The brothers stared at him and then looked at one another. They talked about loading Sweetland into the boat, driving the four or five hours to Burgeo. But it was already getting on to dark with a westerly wind rising and they decided to wait the night.
They set Sweetland up against a raft of pillows on the daybed, put a fire in the stove, lit lamps against the evening coming on. They argued the merits of the various pills Keith produced from an inside pocket, ecstasy and Percocet and half a dozen others in a single plastic bottle. Settled on OxyContin and Sweetland swallowed them down.
Barry sat beside him on the daybed, spooning soup into his mouth. It was Keith who made the cross for him while Sweetland was hiding out in the valley, Barry said. Dug the hole and mixed the cement in a beef bucket and set the marker in place. Hand-lettered the name and dates. Wouldn’t even let Barry lend a hand.
“You’re a miserable prick, you know that?” Keith said. “Making us think you was drowned.” He was sitting at the kitchen table with a bottle of rye, watching Sweetland with a skeptical eye. As if he was still unsure Sweetland was the man he claimed to be.
“He spent days out jigging for you before the last ferry,” Barry said.
“Who, Keith?” He was adrift on the effects of the pills he’d taken and was feeling no pain, though he was finding it hard to follow the bread crumbs of the conversation.
“Yes, fucken Keith. Out before daylight, going to all the shoal grounds, jigging until after dark. Hoping to strike you as you floated past. He’d of got some fright now, he brought you up with a hook through your eyeball.”
“That cunt there wouldn’t even get in the boat with me,” Keith said.
“I knew you wouldn’t down there, that’s why.
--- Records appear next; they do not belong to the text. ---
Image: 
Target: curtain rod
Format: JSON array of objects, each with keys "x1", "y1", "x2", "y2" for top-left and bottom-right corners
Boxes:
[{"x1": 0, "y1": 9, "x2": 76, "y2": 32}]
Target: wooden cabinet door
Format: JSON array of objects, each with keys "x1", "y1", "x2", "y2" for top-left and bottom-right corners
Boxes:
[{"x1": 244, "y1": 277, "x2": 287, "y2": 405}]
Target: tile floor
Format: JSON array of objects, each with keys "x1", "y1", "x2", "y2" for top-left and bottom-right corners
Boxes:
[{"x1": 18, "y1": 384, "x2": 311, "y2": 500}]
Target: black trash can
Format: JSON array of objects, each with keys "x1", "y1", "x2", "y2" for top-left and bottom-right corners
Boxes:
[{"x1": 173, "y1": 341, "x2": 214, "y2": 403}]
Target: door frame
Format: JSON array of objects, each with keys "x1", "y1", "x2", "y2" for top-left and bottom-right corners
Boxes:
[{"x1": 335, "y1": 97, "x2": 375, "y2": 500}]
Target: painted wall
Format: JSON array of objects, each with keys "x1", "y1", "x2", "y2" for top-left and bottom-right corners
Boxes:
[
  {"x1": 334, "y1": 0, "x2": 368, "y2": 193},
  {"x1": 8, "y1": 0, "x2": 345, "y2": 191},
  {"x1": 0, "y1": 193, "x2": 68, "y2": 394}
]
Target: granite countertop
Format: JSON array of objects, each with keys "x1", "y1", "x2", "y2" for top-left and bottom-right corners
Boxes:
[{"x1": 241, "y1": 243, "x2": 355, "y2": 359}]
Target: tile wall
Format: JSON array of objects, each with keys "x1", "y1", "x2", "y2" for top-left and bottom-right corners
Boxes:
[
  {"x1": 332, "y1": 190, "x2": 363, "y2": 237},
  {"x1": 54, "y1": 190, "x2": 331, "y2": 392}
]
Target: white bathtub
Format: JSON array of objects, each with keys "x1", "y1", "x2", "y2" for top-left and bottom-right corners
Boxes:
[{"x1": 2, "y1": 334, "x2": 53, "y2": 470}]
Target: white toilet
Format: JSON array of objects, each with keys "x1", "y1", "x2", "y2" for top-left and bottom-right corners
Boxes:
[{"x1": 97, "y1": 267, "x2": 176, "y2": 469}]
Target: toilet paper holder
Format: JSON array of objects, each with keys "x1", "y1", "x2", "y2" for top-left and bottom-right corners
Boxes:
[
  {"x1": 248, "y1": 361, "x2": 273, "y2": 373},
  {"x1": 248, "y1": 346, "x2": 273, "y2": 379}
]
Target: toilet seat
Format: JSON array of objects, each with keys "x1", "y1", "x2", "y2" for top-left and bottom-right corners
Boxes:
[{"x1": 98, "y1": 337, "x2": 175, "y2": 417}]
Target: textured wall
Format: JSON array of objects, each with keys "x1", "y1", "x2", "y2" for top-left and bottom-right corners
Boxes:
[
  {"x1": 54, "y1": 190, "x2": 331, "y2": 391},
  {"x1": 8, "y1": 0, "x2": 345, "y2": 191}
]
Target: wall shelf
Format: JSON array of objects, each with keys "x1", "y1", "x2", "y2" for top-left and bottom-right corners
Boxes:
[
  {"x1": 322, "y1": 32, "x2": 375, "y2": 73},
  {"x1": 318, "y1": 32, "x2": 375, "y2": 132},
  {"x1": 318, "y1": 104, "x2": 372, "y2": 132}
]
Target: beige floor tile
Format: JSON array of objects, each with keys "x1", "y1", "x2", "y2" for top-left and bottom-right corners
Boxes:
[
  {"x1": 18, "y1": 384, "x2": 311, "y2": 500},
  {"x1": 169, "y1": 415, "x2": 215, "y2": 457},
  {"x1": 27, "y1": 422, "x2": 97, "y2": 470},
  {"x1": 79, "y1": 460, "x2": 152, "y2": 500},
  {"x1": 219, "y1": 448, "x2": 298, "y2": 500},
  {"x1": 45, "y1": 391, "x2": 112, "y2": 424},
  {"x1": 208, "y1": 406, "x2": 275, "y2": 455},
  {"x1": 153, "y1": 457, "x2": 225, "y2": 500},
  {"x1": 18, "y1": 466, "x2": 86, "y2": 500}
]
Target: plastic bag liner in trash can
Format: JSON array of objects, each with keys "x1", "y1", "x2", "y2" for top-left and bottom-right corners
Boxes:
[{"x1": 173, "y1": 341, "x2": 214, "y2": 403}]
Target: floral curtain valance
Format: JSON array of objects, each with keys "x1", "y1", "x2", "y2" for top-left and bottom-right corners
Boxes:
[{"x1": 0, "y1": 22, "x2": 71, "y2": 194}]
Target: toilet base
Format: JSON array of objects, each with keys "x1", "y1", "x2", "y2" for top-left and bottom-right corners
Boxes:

Never believed you was drowned, first nor last. Loveless said you had your pack and some kind of duffle bag aboard when you left the cove that morning and there was nothing on the boat when they found it.”
“Fucken Loveless,” Sweetland said and he shook his head.
“They had the hardest time getting Loveless to leave,” Barry said. “That little dog of his took off the night before the ferry come. He had half the crew up on the mash calling for the goddamn thing. Delayed the ferry six hours. There was a constable out from the RCMP, he had to threaten to arrest him to get Loveless aboard.”
“You didn’t see the dog, did you?” Keith asked.
Sweetland shook his head. “No,” he said. “I don’t think so.”
The brothers were home in Newfoundland after a six-week stint in Fort Mac. They’d purchased the new rig with their government relocation money, Barry told him, and decided to take it for a spin, look over the cove, maybe spend a night or two at the cabin in the valley.
“I burnt the ladder to the loft out there,” Sweetland said.
“Out where?”
“The cabin,” he said. “I went along for a visit the winter. You never had enough wood put up to last a night. Had to burn something.”
“Fair enough,” Barry said.
“And I took the bit of gas you had out there for the generator. And drunk the vodka. And you had some dope tucked away that I got into.”
Barry turned to look at his brother. “This fucker belongs in Her Majesty’s Penitentiary,” he said.
“Anything else?” Keith called.
“No,” Sweetland said, and then he corrected himself. “Yes. That map you had on the wall out there.”
“What map?”
“The Come Home Year thing,” Sweetland said. “It’s around here somewhere.” He waved vaguely and then he said, “I burnt the keeper’s house to the ground a few days ago.”
The brothers exchanged a look and he could see them silently dismiss the claim as the drugs talking. “It’s a fucken wonder you’re alive at all,” Barry said. He offered another spoonful of soup and Sweetland raised a hand to hold it off.